Mitchell, 49, and Barzee, 57, are being held in the Salt Lake County Jail for investigation of aggravated kidnapping.
Elizabeth was also handcuffed and taken to the Sandy police station where she was questioned and reunited with her family.
The officers have not seen the teen again, nor have they spoken to any members of the Smart family. Still, they are pleased to know they had a part in bringing Elizabeth home after nine long months.

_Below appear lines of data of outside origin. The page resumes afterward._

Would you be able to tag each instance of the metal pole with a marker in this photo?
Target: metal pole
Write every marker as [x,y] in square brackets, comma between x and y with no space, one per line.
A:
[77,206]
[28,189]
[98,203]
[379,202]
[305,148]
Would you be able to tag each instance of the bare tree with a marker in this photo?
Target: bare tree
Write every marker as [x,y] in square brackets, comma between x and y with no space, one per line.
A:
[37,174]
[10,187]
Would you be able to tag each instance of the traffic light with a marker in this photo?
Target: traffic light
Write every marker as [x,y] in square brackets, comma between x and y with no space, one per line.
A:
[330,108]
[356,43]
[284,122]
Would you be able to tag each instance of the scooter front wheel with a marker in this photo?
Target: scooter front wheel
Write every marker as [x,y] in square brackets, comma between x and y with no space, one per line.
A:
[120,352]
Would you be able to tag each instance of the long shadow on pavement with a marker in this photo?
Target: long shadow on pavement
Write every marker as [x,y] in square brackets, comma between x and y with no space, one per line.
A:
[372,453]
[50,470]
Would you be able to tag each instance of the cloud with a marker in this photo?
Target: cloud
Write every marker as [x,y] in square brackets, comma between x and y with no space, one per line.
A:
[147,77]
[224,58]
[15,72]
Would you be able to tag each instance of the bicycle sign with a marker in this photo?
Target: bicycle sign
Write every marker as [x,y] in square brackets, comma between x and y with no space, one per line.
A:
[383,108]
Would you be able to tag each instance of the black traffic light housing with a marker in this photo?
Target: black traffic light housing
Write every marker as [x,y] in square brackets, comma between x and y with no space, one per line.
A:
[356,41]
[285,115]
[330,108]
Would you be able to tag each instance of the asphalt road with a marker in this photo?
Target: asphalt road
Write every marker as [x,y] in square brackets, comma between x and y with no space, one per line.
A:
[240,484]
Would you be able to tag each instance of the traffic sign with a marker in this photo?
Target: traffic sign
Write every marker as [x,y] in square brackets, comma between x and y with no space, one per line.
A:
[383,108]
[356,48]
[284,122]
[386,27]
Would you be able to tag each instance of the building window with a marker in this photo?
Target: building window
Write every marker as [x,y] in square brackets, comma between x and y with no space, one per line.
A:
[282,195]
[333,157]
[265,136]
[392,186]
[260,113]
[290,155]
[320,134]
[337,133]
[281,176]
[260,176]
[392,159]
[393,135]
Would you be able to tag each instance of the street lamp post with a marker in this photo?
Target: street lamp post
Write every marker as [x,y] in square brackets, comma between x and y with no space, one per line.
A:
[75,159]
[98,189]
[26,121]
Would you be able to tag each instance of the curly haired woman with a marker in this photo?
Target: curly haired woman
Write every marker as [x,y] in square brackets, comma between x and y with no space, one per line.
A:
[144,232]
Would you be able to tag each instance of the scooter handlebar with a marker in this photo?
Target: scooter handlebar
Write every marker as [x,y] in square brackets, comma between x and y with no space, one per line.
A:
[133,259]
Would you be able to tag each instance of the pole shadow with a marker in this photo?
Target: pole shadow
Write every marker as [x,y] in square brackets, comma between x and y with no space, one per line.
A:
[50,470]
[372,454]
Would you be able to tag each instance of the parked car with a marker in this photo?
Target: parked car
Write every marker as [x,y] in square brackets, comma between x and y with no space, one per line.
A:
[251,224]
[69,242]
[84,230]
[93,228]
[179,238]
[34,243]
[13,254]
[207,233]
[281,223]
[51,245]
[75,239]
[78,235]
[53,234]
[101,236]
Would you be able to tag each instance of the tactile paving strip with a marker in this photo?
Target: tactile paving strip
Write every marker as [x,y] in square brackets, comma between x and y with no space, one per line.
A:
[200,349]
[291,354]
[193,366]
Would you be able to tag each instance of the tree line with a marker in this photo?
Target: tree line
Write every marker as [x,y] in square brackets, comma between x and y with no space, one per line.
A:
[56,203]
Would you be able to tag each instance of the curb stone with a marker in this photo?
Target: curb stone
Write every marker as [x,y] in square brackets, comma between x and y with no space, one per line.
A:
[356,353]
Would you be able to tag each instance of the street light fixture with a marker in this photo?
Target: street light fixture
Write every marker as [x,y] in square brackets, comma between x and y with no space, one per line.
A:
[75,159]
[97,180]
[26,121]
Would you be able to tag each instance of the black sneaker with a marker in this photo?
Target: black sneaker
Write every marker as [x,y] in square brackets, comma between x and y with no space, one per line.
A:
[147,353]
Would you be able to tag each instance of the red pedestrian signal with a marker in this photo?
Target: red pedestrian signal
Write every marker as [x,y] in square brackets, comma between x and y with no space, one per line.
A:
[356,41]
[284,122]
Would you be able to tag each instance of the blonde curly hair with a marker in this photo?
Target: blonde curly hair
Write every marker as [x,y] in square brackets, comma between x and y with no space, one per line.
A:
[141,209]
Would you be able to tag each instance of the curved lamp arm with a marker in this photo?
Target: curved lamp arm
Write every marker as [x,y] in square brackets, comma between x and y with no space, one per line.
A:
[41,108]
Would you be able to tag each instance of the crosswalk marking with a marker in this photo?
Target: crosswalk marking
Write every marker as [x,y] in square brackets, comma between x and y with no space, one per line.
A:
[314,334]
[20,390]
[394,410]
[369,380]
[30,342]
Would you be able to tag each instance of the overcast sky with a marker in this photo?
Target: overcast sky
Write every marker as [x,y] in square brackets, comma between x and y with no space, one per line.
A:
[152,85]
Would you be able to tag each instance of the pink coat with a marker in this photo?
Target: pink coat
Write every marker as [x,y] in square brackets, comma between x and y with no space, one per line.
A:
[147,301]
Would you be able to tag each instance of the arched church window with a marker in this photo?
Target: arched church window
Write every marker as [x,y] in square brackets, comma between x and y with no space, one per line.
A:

"Police officers see a lot of this kind of stuff day in and day out, but we're still human beings," Quezada said. "It was a nice warm feeling . . . when she finally said it was her. It was a nice warm feeling inside saying, 'You're going to go home tonight.'"
Hey Patty Hearst jury. This is for you. This girl was standing besides a crew of armed police officers, one of which was pleading with her to say she was Elizabeth Smart and she couldn't do it. Forget escaping. She just had to say her name. Couldn't do it. Her rag tag crazy kidnapper would have been powerless against them. Couldn't do it. The best she could do was go into that crazy King James Bible speak that her captor had trained her to use and make the slightest hint of who she was. Patty went through something similar as do all kinds of nice people when in the power of violent madmen.
And how about the police putting her in handcuffs. What schmucks.
And it's the same with so many others. How about Amanda Berry and the other two girls in Cleveland? For 10 years they were stuck in that house. You'd have to think they had some kind of chances to escape. But the mind is crushed. Same with
Collen Stan. Between the rape, death threats, isolation, dehumanization, and programming, the mind gets taken over. It's an amazing thing. And this can happen on different levels, to different degrees. And it can happen in the frum world too. It happens in BT yeshivas, not to everyone but to more than a few. You don't need the actual violence because the Torah is true and the con men latch on to that. The soul knows Torah is true so misrepresenting Torah has a powerful effect. So you also get death threats and worse than that eternal life threats. You get sexual abuse through sexual deprivation. And the mental programming, well that's just rampant and easy to do with Torah material, which can be very confusing.
To stay frum you have to realize what may have been done to you.